Back among the straight folk, no one took any notice of me. Probably because at about three other tables there were other groups of wasted gaijin, all sitting trying to talk, all looking well, frankly, rubbish.

Polly was writing a letter ‘back home’ trying to concentrate on the matter in hand and not get distracted by Volvo Steve or his mashed up, dead kids.

More coffee arrived. People carrying umbrellas walked past. All the blokes wore white shirts and dark trousers. All the women wore stylish slim-cut trousers and stylish slim-cut coats. No one had a pink sweatshirt on, even the right way round. Occasionally they’d look at me, but only if they thought I wasn’t looking at them or thought I wouldn’t see them looking. In Japan, life’s all about not looking, not staring, not confronting. The other thing was… I was a gaijin and, you know, who the fuck cares?  What was it Graham said? They think we’re some kind of dirty diseased sub-species. They don’t expect anything proper.

“Don’t let me stop you,” I said, before…

“Polly…”

“What?”

“You know about sampling?

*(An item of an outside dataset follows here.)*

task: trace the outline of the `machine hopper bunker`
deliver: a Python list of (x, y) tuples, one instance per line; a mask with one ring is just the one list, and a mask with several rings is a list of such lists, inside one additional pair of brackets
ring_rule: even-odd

Some idiot band or singer, people who are completely devoid of idea or inspiration, they find a classic song, something that’s pure and great and old and loved, they basically play it and go ‘Yeah, yeah’ over the top every now and then.”

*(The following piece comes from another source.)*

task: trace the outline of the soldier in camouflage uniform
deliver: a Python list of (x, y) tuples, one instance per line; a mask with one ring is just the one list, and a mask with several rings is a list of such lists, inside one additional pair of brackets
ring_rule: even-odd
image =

“You don’t think it’s a bit more complicated than that?”

“I’m not sure that it is. You remember The Fugees? I’m sure they’re nice and all – one of them comes from Haiti and God knows the people of Haiti have had it in the tuchus for long enough – but how did they get their break? They recorded Aretha Franklin’s Killing Me Softly, a song loved by the entire world, known by the entire world and loved by the entire world – and recorded it again with a bit of the ‘Yeah, yeah’ stuff going on. Made a bloody fortune, got called genius, made a career. All out of doing a crap graffiti version of someone else’s art.”

Already Polly knew that this conversation was going down the usual blind alley.

“You’ve got an idea, haven’t you?”

“No, no. Don’t be cynical. Listen. I’m going…”

“…to write a book?”

“No, come on. Think about it. If you can apply that logic to music, why can’t you apply it to other art forms? Take a painting that everyone knows – and twist it. Take the Mona Lisa and, I don’t know, change her clothes or something. Give her a hat. Take a piece of sculpture – The Thinker, maybe – and give him a more quizzical look. Call it The Ponderer instead of The Thinker. Why not? Really why not?”

“Because” said Polly, “because it’s stupid. The point that you’re missing is that it’s stupid. What The Fugees did was stupid. Is that what you want to be known for? For doing something stupid?”

“Wrong, You’re completely wrong. It started a whole industry – take sampling out of modern music and what have you got?”

“Music?”

“Doesn’t matter. Listen,” I said, starting to believe my own nonsense. “I’m going to write a book that’s gonna be literary sampling. Take a book that I really like – maybe something that I wish I’d written – and do the sample thing.”

“You’re going to write Portnoy’s Complaint, call it Portnoy’s Grumble and throw in a few chapters that just go ‘Yeah, yeah’? Can’t wait.”

Polly looked at me. I looked at Polly. We both picked up our coffee cups.

“If there’s such a thing as reincarnation, I want to come back as a baby.” I said.

“What do you mean?” said Polly, genuinely perplexed.

“Huh?”

“What are you talking about?” Polly said.

“Nothing. It was a joke. It was nothing. You know, if you’re going to be born again, it’s better to do it as a baby rather than, I don’t know, a frog, you know.”  

“You’re bored, aren’t you” Polly said.

“Shut up and drink your coffee,” I said. “Only the boring get bored.”

No one said anything for quite a while after that.